Büyük Taarruz'un Gizli Yüzü: Atatürk'ün Eşsiz "Çay Partisi" Anıları

Mustafa Kemal Atatürk'ün Büyük Taarruz Stratejisi
Mustafa Kemal Atatürk, 1922 yılının Haziran ayında Kocaeli Grubunu denetlemek amacıyla İzmit'e doğru bir yolculuğa çıkar. Bu yolculuk sırasında uzun zamandır görmediği annesi Zübeyde Hanım'ı da ziyaret etme fırsatını elde eder. Bölgedeki denetimlerin sona ermesinin ardından Atatürk, Ankara'ya doğru yola çıkar ve Taraklı'da zafer için dualar edilir.
Ankara'da taarruz planını Fevzi Paşa, İsmet Paşa ve Kazım Paşa ile paylaşan Mustafa Kemal, Türk ordusunun büyük kısmının düşmanın bulunduğu Afyon'un güneyine ve Akarçay ile Dumlupınar bölgesine toplanmasını öngörmüştü. Düşmanın en zayıf noktasının burası olduğu düşünülüyordu ve doğru bir strateji ile kesin başarı elde edilebilirdi. Temmuz ayında Akşehir'de yapılan toplantıda, hazırlıkların 15 Ağustos tarihine kadar tamamlanması gerektiği kararı alındı ve İsmet Paşa gizlilik konusunda dikkatli olunması talimatını verdi.
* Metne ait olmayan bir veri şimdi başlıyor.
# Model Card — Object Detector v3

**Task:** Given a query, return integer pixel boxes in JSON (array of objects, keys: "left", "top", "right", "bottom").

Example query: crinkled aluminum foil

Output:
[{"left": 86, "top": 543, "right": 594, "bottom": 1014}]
20 Ağustos 1922 tarihli Hakimiyet-i Milliye gazetesinde "Çay Ziyafeti" başlıklı bir haber yayımlandı. Habere göre Atatürk, köşkte bir çay partisi düzenliyordu. Fakat herkes köşkte bir parti olacağını düşünürken, Atatürk çoktan Büyük Taarruzu başlatmak üzere yola çıkmıştı.
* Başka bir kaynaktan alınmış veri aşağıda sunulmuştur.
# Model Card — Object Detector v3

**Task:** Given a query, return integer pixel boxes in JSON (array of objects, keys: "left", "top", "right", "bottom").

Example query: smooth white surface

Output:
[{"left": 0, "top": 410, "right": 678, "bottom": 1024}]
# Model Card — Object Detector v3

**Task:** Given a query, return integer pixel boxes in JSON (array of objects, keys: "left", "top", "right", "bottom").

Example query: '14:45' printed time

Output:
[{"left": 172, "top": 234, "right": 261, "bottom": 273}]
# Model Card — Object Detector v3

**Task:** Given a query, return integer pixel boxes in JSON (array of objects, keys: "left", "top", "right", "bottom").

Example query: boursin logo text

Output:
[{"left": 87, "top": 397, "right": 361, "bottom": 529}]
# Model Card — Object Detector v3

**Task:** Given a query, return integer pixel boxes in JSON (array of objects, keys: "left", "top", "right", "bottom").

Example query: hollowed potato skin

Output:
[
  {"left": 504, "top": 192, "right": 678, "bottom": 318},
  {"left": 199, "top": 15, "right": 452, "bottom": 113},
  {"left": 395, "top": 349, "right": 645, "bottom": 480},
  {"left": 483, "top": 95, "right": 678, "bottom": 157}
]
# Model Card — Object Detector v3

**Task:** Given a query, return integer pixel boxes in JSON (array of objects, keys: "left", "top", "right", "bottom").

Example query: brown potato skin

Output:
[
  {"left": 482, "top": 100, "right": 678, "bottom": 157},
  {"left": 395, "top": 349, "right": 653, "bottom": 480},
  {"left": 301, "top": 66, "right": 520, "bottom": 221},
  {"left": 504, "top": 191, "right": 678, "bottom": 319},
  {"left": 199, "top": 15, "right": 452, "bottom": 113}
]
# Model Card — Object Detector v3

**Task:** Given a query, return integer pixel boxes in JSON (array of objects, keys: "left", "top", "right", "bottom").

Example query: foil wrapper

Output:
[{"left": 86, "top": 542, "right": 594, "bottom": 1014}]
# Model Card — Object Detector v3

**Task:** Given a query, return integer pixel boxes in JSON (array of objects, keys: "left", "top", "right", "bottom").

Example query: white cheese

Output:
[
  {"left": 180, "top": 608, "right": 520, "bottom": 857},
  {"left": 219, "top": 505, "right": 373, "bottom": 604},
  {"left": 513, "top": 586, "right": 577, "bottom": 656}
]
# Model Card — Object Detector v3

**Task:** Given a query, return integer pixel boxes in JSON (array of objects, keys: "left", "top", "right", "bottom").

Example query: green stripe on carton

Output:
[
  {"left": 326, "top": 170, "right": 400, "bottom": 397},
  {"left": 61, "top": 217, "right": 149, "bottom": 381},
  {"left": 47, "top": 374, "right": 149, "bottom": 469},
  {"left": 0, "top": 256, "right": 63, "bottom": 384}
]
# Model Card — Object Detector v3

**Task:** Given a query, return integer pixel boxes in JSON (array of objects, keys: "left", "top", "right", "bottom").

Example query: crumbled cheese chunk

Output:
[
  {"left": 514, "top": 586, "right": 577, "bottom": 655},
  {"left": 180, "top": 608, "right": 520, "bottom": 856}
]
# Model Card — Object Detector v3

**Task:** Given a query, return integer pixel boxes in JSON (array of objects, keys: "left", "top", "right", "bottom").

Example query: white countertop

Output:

Taarruz planı son derece gizliydi ve Zübeyde Hanım’ın dahi bu durumdan haberi yoktu. Kayıtlarda bu gelişmeye ilişkin şu satırlar bulunuyor:
''(...) sefer kıyafetlerimi giyerek anneme veda etmek için odasına gittim. Elini öptüm, izin istedim.
-Nereye gidiyorsun? Dedi.
-Çay ziyafetine, dedim.
-Bu kıyafet ziyafete uygun değil, dedi.''
Zübeyde Hanım, durumdan şüphelenerek ve oğlunun çay ziyafetine katılmadığını düşündüğü için ona bir mektup yazdı; "Oğlum, seni bekledim. Dönmedin. Çay ziyafetine gideceğini söyledin. Ama ben biliyorum, sen cepheye gittin. Seni dualarımla destekliyorum. Harbi kazanmadan dönme. Annen." ifadelerini kullandı.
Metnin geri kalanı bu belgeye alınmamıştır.